Harrassment 2

Over the past year-and-a-half, an EEOC task force has been charged with putting together best practices for how employers can stymie workplace harassment. Its work is now done, and it just issued a report on its findings. 

The 16-member task force was comprised of academics, attorneys (from both the employer and employee side), members of employer and employee advocacy groups, and union representatives.

For the past 18 months, the task force held a series of meetings in which it listened to testimony from 30 witnesses — from employees, employers, sociologists, industrial-organizational psychologists, investigators, trainers, lawyers and more.

Ways to attack the problem

The result? A 95-page report that, in the end, provides an interesting mix of strategies employers can implement to help curb harassment in the workplace.

The highlights:

  • Start at the top. Creating a workplace culture and environment in which harassment isn’t tolerated must start at the very top of the organization. From there, it must trickle down to all levels, across all positions within the company. This means when it comes to training, everyone must be involved — executives, managers, subordinates, customer-facing employees … everyone.
  • Watch out for the legal liability conundrum. Over the past 30 years, a lot of anti-harassment training has failed as a prevention tool because it has been too focused on simply avoiding legal liability.
  • Don’t just copy and paste. One-size-fits-all training doesn’t exist. Just because a particular training program worked for one employer, doesn’t mean it’s right for your organization. Training is most effective when it’s tailored to your organization.
  • Conduct “bystander intervention” training. This type of training is increasingly used to combat sexual violence on school campuses — with great success. It empowers co-workers (and students) to intervene when they witness harassing behavior, and it gives them tools with which to intervene.
  • Conduct workplace civility training. The idea is to promote respect and civility in the workplace — rather than focusing on “what not to do.”
  • Stress how to report/complain.
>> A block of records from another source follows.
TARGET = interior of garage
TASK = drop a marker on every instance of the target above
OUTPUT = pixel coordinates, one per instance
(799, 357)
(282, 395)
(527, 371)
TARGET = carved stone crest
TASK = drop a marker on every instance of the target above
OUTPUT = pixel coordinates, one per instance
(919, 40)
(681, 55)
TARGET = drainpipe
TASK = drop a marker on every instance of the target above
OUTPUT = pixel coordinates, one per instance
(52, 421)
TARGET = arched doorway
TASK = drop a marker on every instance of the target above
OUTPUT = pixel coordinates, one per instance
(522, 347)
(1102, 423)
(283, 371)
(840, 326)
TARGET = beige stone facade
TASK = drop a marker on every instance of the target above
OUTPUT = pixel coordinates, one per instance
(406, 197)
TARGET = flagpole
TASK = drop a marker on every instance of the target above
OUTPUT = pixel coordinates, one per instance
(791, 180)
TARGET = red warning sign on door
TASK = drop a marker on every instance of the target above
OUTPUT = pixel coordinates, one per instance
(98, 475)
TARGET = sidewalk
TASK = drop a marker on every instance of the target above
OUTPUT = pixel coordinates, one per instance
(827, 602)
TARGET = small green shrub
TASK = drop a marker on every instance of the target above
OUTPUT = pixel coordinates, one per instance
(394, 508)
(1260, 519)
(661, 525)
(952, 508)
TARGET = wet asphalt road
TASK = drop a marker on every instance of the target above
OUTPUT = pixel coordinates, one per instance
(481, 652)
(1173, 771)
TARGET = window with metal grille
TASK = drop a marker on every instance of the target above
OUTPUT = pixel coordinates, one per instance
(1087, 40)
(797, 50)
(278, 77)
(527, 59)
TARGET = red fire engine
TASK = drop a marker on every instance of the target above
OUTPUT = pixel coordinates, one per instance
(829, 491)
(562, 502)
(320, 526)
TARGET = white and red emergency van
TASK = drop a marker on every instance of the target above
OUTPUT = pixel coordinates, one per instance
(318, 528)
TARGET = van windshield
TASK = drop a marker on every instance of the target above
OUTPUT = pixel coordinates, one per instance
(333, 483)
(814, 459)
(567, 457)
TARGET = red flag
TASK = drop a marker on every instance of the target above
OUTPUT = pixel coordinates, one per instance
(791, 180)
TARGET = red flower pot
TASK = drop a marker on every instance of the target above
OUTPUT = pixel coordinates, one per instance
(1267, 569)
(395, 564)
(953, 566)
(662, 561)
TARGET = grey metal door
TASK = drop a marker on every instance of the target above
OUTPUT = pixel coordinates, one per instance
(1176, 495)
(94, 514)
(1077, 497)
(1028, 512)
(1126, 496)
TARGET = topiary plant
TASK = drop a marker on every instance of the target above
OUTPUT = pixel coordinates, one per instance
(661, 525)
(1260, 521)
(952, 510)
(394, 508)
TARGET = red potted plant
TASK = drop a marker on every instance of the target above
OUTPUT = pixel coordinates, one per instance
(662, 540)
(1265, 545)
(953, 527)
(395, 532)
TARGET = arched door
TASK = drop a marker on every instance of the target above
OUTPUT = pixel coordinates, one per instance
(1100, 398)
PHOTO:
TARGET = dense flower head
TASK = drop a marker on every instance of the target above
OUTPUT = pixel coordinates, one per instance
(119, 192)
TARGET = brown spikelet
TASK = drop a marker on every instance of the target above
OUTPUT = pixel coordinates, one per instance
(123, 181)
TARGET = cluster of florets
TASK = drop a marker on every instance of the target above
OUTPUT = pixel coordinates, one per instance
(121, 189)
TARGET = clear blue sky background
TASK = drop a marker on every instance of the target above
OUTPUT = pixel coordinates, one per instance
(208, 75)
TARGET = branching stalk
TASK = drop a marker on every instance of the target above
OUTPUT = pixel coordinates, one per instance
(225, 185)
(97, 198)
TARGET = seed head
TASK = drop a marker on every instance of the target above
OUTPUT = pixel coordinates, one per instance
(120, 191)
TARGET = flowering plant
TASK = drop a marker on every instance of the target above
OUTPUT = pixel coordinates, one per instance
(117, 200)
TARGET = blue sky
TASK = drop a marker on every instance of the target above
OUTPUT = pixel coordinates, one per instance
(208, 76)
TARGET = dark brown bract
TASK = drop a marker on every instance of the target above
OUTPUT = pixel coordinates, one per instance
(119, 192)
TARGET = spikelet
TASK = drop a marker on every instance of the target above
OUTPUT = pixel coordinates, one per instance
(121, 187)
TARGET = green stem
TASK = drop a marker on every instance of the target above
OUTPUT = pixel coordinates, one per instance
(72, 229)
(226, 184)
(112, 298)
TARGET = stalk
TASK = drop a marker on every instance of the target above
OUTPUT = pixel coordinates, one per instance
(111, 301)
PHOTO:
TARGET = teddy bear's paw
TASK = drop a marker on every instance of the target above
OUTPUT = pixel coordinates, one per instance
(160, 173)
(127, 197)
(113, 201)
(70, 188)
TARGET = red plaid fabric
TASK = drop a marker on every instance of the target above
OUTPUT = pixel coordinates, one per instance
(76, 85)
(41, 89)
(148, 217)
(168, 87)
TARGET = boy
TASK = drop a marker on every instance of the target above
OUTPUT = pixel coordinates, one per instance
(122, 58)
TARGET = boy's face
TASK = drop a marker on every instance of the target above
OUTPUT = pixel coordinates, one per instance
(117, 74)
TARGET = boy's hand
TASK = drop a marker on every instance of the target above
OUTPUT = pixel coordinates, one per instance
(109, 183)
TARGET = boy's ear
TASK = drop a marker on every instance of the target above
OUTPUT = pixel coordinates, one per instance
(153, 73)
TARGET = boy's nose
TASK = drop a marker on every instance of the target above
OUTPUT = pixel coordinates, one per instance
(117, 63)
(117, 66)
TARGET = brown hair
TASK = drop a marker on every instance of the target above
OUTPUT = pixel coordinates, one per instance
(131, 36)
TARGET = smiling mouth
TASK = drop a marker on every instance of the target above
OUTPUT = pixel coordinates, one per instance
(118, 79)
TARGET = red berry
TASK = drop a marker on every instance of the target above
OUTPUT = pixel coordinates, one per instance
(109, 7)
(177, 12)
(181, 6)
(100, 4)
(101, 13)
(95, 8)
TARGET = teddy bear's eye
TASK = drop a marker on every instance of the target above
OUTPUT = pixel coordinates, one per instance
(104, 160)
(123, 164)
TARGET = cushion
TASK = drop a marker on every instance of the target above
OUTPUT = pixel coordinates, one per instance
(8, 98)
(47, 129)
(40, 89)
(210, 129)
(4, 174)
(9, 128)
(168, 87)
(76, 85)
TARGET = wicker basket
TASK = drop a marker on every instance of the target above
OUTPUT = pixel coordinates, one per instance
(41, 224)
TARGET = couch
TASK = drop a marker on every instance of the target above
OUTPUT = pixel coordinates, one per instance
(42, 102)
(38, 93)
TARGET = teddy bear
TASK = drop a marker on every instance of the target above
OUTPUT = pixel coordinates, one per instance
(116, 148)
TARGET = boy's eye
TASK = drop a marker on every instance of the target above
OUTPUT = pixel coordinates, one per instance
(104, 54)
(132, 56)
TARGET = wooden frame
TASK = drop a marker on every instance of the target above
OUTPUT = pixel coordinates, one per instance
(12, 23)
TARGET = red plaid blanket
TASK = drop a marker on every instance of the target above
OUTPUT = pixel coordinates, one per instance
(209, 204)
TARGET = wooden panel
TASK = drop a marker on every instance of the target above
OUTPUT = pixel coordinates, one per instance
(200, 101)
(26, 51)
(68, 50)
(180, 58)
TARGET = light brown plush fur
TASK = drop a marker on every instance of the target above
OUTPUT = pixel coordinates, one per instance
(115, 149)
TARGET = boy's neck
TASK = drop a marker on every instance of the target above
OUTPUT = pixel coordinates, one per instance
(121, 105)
Make sure your anti-harassment policy — particularly details on how to report/complain about harassment — is frequently communicated to employees.
  • Offer multiple points of contact. Make sure employees have a range of methods and points of contact they can use to report offensive behavior. Just providing an employee with one point of contact — say, the person’s direct supervisor — for reporting harassment may cause problems if that supervisor is the harasser.
  • Run tests. Periodically test your reporting system to assess how well it works and how serious managers treat complaints.
  • Hold managers accountable. Make sure your mid-level managers and front-line supervisors are held accountable — through the use of metrics and performance reviews — for how well they respond to workplace harassment/complaints.
  • Get data. Conduct regular employee surveys to assess the extent to which harassment is affecting your organization.
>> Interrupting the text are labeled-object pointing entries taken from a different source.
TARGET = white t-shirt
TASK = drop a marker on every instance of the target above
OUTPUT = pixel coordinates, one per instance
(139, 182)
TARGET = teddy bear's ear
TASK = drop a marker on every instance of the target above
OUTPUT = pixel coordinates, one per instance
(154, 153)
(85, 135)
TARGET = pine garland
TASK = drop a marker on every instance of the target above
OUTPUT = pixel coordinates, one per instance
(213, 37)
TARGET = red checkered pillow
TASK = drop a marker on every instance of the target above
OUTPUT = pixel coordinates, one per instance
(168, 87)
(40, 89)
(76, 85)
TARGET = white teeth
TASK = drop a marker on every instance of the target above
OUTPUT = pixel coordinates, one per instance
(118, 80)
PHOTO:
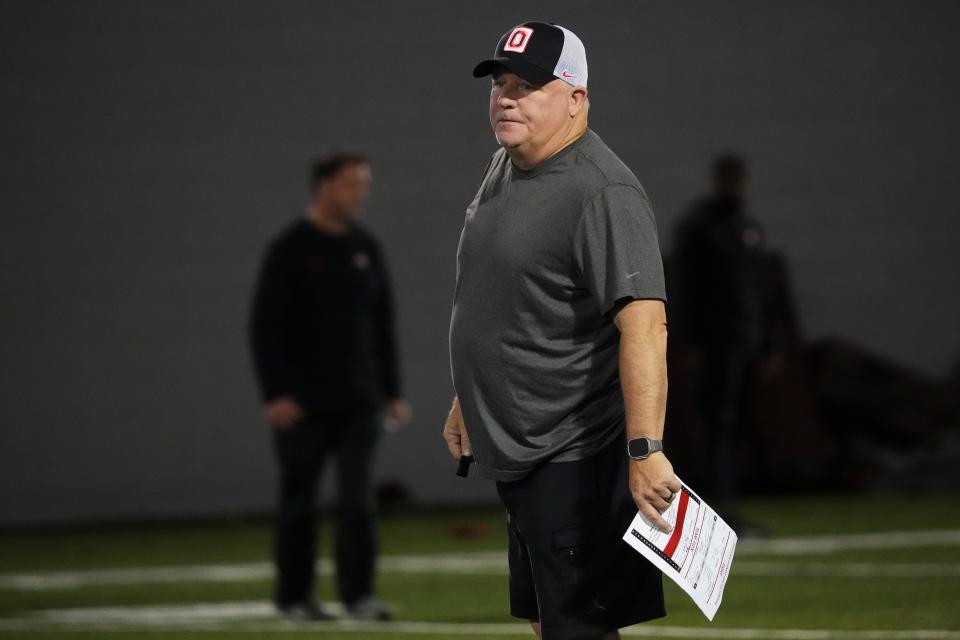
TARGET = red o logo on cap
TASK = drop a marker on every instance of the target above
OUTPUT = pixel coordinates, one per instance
(518, 39)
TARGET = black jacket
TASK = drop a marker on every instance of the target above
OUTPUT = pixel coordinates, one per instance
(322, 321)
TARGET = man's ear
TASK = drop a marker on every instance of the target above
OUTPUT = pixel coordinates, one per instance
(577, 100)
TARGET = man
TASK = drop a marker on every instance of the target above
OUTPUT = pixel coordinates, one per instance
(558, 272)
(728, 315)
(324, 348)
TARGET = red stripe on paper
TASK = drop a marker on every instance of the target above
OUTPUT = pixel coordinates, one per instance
(678, 529)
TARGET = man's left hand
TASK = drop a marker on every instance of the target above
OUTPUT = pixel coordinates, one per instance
(653, 486)
(398, 414)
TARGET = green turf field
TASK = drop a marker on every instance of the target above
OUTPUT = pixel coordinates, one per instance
(212, 581)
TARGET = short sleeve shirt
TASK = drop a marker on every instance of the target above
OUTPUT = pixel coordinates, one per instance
(544, 256)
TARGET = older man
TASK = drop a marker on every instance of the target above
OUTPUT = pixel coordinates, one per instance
(558, 344)
(323, 342)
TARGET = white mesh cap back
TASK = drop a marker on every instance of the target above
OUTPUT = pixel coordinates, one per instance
(572, 64)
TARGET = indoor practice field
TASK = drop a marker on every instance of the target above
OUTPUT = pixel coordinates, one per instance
(840, 567)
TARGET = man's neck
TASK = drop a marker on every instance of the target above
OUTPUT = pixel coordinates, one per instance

In addition, Heidi-Jane Olguin, CEO of Progressive Management Resources, who was invited to speak at one of the task force’s meetings this past winter, suggested ways employers can make harassment training even more effective.

Her suggestions:

  • Conduct training every 12 to 18 months.
  • Use live trainers.
  • Train in multiple languages when large segments of a workforce aren’t fluent in English.
  • Train employees, managers and HR representatives separately.